Al bajar del coche, la gente se queda mirándolos con cara de asombro. Ni uno ni otro dicen nada. El sol del mediodía los ilumina de manera especial. Bob Esponja y Patricio. Se han disfrazado de Bob Esponja y Patricio. Un niño se les acerca y les pide un caramelo.
—No tenemos, nen. Hala, hala —dice Puigdemont.
—¡Gilipollas! —lo increpa el niño mientras le patea la espinilla.
—¡Vaya recibimiento! —se queja Comín— ¡Putos españoles!
Con cierta dificultad y sudando la gota gorda, se dirigen a la plaza de la Villa de París.
—Pero Carles —dice Comín—, ahí no es donde tenemos que recoger el acta de eurodiputados.
—Lo sé.
A esas horas, se está desarrollando en el Tribunal Supremo una de las muchas sesiones del famoso juicio del Procés.
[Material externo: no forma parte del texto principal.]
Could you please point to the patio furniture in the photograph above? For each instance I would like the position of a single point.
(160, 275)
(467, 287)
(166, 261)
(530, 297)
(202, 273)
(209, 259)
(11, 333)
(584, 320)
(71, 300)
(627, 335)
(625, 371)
Ya en la puerta, como es natural, un policía les da el alto.
—Oiga, deténgase.
—Venimos a hablar con el señor Marchena —dice Puigdemont.
—Aquí no pueden entrar, y menos con la cara tapada —dice el agente.
—Pues me la destapo —replica Puigdemont.
Al quitarse el disfraz de Patricio, Puigdemont lleva una careta de Puigdemont— ¡Tú también! —le dice a Comín.
—Vaya, hombre, me han tocado unos graciosos tan temprano —dice el agente—. Identificación, por favor.
—A por ella venimos —dice Puigdemont.
En ese momento, se acercan otros dos agentes que se han percatado de la situación. Sin mediar palabra, Puigdemont desarma a uno de ellos y coge a Comín de rehén.
—¡Quietecitos o me lo cargo!
—¡Carles, coño! —suplica Comín, desconocedor del plan.
Con sumo cuidado, caminan hacia el interior del edificio con todos los agentes apuntándolos y dando órdenes. Conocedor de la ubicación exacta de la Sala de lo Penal, Puigdemont avanza rápidamente. Va gritándole a los policías que se encuentra y encañona con fuerza a Comín, que gime aterrorizado.
—¡No se mueva! —gritan los agentes.
—O me dejan entrar o me lo cargo, ¡que estoy loco! —dice el profeta.
Aprovechando la confusión, Carles consigue entrar en la sala. Las declaraciones se interrumpen y va subiendo el murmullo.
—¡Marchena! —grita Puigdemont— ¡Aquí me tienes!
—Vamos a ver —dice el juez Marchena, en tono sosegado.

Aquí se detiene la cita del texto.